Poucas linhas de qualificações complexas para um tempo infinitamente pequeno. Integração, emancipação, satisfação e cristalização parecem falas oraculares, proferidas por uma instância inumana. Caem, pois, com peso implacável e insustentável sob a cabeça do sujeito que passaria por tal etapa e, nos seus planos de vida, ambicionaria tão somente encontrar a leveza dos prazeres que a vida poderia propiciar.
O pós-púbere, com um pé na adolescência e outro na dimensão do adulto-jovem, seria obrigado, conscientemente ou não, a chegar a um ponto de evolução, em que variados trabalhos de luto - como o luto pelo corpo infanto-adolescente, o luto pela quebra da onipotência dos pais, o luto pelas maravilhas criadas pela fantasia desenfreada que era possível nas fases anteriores - são forçados a atingir a solução conclusiva, sem nenhuma possibilidade de fiança sócio-cultural, como nos ensina Eric Erikson (1987).
Com tanta exigência para se conseguir o passaporte para a maturidade da integridade pessoal, percebemos, com relativa facilidade, como tais demarcações evolutivas são envoltas mais pelo caráter ideal do fenômeno, que pela situação empírica, contexto no qual realmente a vida humana dá-se em seu devir proteiforme.
Este caráter de constituição proteiforme vai ao encontro do pensamento de Gaston Bachelard (1988), quando o filósofo-poeta discorre sobre o devaneio, que seria aquele atributo psíquico que possibilita ao sujeito a evasão temporal e espacial do universo pragmático e, conseqüentemente cerceador, que a realidade na qual está inserido impõe como mecanismo de equilíbrio grupal. Neste enfoque, as fases evolutivas não estariam presas a uma hierarquia teleológica inflexível. Pelo contrário, se as características de tais etapas podem ser mapeadas, elas o são sempre na qualidade de pontos de intercâmbios e de simbioses não completamente detectados pela lógica racional.

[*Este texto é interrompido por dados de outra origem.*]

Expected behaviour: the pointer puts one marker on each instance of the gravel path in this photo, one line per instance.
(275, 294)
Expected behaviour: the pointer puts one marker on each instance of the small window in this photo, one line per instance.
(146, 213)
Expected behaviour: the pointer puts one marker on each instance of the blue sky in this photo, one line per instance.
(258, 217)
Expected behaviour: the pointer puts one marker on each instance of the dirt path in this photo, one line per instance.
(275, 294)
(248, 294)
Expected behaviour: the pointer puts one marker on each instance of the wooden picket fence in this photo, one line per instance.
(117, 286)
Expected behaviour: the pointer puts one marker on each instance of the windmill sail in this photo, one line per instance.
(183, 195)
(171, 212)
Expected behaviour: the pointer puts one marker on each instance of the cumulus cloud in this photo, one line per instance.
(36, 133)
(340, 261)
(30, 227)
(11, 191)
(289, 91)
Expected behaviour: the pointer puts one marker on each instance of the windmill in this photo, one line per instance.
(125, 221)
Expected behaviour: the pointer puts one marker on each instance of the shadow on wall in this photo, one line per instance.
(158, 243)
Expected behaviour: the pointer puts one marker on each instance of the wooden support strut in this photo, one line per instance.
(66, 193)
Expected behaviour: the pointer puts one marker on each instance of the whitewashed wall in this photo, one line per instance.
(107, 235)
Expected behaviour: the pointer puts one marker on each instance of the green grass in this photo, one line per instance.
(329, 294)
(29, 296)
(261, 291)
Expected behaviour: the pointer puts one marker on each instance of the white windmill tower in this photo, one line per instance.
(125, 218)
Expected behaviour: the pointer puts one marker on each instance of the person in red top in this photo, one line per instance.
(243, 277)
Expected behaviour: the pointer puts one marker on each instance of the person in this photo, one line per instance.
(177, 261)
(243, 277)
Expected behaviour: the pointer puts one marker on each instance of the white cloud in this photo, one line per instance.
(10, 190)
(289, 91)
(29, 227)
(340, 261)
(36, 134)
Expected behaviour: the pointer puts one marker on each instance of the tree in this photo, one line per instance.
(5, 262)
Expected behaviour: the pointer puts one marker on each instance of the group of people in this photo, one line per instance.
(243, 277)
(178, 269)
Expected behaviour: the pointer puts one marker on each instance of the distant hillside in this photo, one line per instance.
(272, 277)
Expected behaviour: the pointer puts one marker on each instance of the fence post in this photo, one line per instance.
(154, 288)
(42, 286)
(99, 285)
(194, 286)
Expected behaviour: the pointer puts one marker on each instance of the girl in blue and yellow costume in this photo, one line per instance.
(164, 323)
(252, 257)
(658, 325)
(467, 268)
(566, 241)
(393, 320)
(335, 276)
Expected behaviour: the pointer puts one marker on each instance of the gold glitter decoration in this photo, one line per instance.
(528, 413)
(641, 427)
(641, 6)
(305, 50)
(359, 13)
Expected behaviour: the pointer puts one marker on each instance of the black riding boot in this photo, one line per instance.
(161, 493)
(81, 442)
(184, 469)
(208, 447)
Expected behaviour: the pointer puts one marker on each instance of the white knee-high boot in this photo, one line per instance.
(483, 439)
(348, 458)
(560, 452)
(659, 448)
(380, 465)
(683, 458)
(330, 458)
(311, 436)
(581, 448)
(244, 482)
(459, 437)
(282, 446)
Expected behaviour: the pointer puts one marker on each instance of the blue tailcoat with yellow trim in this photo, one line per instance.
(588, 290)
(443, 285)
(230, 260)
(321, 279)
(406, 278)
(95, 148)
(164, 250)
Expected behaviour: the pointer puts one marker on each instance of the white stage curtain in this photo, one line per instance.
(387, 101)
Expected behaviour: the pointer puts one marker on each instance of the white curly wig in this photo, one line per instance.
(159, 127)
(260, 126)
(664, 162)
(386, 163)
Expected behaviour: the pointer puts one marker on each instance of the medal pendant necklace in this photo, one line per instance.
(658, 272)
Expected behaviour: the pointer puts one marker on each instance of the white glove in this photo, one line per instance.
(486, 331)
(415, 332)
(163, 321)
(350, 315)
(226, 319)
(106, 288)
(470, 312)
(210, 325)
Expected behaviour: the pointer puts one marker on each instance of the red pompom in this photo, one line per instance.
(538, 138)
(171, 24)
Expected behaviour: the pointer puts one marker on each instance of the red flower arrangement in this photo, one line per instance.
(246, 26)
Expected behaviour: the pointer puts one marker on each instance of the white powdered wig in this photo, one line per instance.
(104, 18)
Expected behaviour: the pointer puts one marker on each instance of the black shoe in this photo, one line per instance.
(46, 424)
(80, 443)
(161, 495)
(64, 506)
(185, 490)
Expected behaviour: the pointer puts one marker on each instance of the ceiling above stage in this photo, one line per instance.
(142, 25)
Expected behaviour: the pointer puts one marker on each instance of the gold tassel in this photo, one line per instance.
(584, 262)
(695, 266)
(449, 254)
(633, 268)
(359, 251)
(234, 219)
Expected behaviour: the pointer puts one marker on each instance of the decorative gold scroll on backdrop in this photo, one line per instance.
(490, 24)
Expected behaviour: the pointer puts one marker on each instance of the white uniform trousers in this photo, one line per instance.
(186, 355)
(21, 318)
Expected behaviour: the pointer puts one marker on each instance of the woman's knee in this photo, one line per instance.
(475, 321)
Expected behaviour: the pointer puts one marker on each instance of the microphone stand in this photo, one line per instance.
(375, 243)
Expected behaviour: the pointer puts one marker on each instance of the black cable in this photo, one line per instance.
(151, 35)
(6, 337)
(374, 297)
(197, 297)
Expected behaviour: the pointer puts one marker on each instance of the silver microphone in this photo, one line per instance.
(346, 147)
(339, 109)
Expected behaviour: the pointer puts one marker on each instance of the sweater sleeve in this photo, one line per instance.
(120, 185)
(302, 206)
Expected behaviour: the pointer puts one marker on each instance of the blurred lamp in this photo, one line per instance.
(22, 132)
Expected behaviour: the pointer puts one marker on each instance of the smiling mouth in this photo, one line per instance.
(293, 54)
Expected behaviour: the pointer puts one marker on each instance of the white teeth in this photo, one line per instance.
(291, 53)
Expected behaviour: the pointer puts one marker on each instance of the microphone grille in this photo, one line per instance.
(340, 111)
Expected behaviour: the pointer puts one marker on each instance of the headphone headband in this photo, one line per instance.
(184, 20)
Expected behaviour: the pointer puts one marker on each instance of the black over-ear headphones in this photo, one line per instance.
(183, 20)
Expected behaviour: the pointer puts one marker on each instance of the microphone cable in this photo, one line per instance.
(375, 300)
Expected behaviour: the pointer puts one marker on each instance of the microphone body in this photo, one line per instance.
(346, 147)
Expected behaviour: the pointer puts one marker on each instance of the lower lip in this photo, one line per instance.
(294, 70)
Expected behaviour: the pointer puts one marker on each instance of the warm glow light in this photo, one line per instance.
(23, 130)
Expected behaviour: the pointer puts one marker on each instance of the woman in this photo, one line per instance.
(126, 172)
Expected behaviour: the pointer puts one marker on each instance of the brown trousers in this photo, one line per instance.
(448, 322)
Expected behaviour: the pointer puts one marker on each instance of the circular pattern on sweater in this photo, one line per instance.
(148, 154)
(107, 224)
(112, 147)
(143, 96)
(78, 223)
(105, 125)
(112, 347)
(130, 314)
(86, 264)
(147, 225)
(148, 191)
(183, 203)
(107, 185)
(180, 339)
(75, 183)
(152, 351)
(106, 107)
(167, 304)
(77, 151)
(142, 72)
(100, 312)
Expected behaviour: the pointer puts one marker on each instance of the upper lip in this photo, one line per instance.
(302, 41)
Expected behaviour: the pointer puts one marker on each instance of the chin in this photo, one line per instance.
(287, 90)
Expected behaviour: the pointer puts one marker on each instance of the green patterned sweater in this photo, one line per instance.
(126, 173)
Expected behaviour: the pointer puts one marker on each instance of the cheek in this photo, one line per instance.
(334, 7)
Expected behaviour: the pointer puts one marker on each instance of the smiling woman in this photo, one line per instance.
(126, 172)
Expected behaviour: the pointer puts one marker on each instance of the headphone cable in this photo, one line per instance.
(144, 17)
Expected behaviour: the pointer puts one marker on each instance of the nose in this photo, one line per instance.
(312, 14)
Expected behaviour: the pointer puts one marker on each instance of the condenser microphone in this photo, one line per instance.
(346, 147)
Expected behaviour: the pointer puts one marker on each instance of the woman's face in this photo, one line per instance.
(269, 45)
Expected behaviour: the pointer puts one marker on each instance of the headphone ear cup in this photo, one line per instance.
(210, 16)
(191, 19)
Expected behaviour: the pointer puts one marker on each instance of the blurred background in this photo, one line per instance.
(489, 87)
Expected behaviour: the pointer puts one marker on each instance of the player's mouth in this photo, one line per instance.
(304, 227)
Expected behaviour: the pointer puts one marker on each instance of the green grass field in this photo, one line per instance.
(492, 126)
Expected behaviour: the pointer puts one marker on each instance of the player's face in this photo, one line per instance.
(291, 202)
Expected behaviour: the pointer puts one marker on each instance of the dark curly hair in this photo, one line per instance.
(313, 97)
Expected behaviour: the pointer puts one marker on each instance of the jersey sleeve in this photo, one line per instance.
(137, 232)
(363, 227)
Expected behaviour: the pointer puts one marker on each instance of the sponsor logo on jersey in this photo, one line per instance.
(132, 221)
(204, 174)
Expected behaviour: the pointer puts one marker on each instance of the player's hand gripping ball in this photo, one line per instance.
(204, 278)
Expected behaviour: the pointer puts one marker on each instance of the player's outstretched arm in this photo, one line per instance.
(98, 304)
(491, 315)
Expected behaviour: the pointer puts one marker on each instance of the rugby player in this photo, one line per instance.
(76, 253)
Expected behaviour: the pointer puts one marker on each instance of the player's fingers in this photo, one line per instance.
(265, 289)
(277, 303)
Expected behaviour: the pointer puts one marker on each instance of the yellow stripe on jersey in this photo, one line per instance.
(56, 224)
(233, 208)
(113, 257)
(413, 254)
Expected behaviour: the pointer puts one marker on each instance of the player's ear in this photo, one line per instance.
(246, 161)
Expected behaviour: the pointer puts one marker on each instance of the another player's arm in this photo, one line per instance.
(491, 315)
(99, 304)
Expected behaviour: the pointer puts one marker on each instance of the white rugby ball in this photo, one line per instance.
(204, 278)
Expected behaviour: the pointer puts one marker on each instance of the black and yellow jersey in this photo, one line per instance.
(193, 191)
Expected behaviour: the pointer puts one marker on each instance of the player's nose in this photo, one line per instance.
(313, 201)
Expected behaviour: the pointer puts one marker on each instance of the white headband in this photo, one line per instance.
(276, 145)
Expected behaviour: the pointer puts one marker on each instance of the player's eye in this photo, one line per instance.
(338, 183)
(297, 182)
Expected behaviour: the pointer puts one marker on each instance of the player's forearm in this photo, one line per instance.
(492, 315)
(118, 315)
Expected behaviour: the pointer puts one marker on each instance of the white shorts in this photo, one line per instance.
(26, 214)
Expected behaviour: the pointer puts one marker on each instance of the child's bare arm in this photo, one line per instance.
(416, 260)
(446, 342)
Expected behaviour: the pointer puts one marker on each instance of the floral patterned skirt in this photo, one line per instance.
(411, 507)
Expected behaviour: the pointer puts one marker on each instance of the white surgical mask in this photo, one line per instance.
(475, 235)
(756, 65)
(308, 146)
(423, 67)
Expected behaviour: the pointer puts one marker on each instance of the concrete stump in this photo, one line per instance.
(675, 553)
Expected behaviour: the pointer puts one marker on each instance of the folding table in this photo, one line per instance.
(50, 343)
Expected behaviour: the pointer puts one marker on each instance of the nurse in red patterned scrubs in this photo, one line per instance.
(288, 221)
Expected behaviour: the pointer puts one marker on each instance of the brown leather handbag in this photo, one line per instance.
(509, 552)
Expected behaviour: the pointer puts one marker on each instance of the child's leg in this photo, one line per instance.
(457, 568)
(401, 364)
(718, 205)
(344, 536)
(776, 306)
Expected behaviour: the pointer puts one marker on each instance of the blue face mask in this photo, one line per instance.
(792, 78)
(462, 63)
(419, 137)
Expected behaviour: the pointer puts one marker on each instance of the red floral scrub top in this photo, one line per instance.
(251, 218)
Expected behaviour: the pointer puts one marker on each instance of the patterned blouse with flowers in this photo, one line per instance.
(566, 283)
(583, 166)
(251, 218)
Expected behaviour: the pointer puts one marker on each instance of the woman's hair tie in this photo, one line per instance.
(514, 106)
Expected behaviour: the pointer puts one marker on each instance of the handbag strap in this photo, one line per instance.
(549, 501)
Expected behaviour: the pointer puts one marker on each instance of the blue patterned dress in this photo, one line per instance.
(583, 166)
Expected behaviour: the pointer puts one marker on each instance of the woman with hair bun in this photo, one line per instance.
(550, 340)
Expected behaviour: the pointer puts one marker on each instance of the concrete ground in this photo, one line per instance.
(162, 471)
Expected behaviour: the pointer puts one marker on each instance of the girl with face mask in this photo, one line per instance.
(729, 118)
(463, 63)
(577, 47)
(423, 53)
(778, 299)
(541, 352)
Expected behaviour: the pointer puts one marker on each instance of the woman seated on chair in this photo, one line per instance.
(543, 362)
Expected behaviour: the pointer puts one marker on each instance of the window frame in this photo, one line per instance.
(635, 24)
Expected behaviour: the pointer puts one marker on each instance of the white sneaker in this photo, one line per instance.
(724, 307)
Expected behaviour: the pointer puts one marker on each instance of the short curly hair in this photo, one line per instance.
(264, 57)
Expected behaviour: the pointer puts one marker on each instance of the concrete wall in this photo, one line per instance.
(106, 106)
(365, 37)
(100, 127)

Bachelard ensina-nos que o devaneio funcionaria como uma válvula de escape contra os excessos dos mecanismos repressivos do princípio da realidade, conceito originalmente sistematizado por Freud (1996b), em seu ensaio metapsicológico O mal estar na civilização. Assim, nos momentos de maior tensão, ocasionados pelas exigências do mundo adulto, que é integrado às regras do bom comportamento social, o devaneio criaria uma espécie de solidão criativa. Vejamos a reflexão nas palavras de Bachelard:
Quando, na solidão, sonhando mais longamente, vamos para longe do presente reviver os tempos da primeira vida, vários rostos de criança e adolescentes vêm ao nosso encontro. Fomos muitos na vida ensaiada, na vida primitiva. Somente pela narração dos outros é que conhecemos a nossa unidade. No fio de nossa história contada pelos outros, acabamos, ano após ano, por parecer-nos com nós mesmos. Reunimos todos os nossos seres em torno da unidade do nosso nome (Bachelard, 1988, p. 93).
Uma das maiores exigências da pós-puberdade, e início da juventude, seria a de concatenar-se os elementos que conformariam a identidade do sujeito. Esta conformação, de acordo com a evolução teleológica e de fases fixas, ocasionaria uma espécie de síntese conjuntiva exclusiva; ou seja, via identificação, no sentido que Freud (1996b) dá ao termo, com os outros sujeitos, o sujeito em formação projetaria e introjetaria comportamentos que, juntos em sua egoicidade, criariam a personalidade única, exclusiva e capacitada a assumir um papel social esperado pelo seu meio, como acompanhamos em Arminda Aberastury e Maurício Knobel (1989).
Não é desse sujeito que Bachelard está a nos falar. Se síntese pessoal realmente acontece no contato inter-pessoal, ela não excluiria, com o auxílio do devaneio e de outros princípios psíquicos, as possibilidades de assumência de uma variada gama de comportamentos, mesmo quando em situação de oscilações de personalidades contraditórias. Desta forma, a integração da identidade, cartão de entrada para o mundo adulto, estaria mais no âmbito do que se convencionou denominar por síntese conjuntiva inclusiva, como acompanhamos na poética psicanálise filosófica de Deleuze e Guattari (1966).
Abrir-se-ia, assim, um novo horizonte para acompanharmos como pode se dar, de modo mais libertário e produtivo, o processo de entrada do sujeito no mundo adulto. Com o devaneio, proposto pela visão poética de Bachelard, e com a possibilidade da identidade ser conformada por fragmentos heterogêneos, na proposta de Deleuze e Guattari. Aquelas exigências psicossociais, desta fase de transição, estariam atenuadas, e o amadurecimento do sujeito seguiria o seu curso, que, por vezes, assemelha-se a uma retilínea evolução e, por vezes, mostra-se como traçado errático, no qual as fases imbricam-se umas nas outras, a ponto de não podermos percebê-las nos elementos interseccionados.
O devaneio e a noção da síntese conjuntiva inclusiva mudam nossa percepção dogmática sobre a evolução da personalidade humana. As fases desta evolução são redimensionadas em situações que não de configuram pela exclusão, e sim pela inclusão de material psíquico heterogêneo em complexas situações de intersecção que capacitam o sujeito a perceber-se, a perceber o seu meio natural e os outros sujeitos, de modo mais dinâmico e mais próximo do que, de fato, a vida se apresenta em seu fluir realístico e prazeroso. Daí, talvez, juventude fosse mais um dos vastos e incompletos estados da subjetividade humana.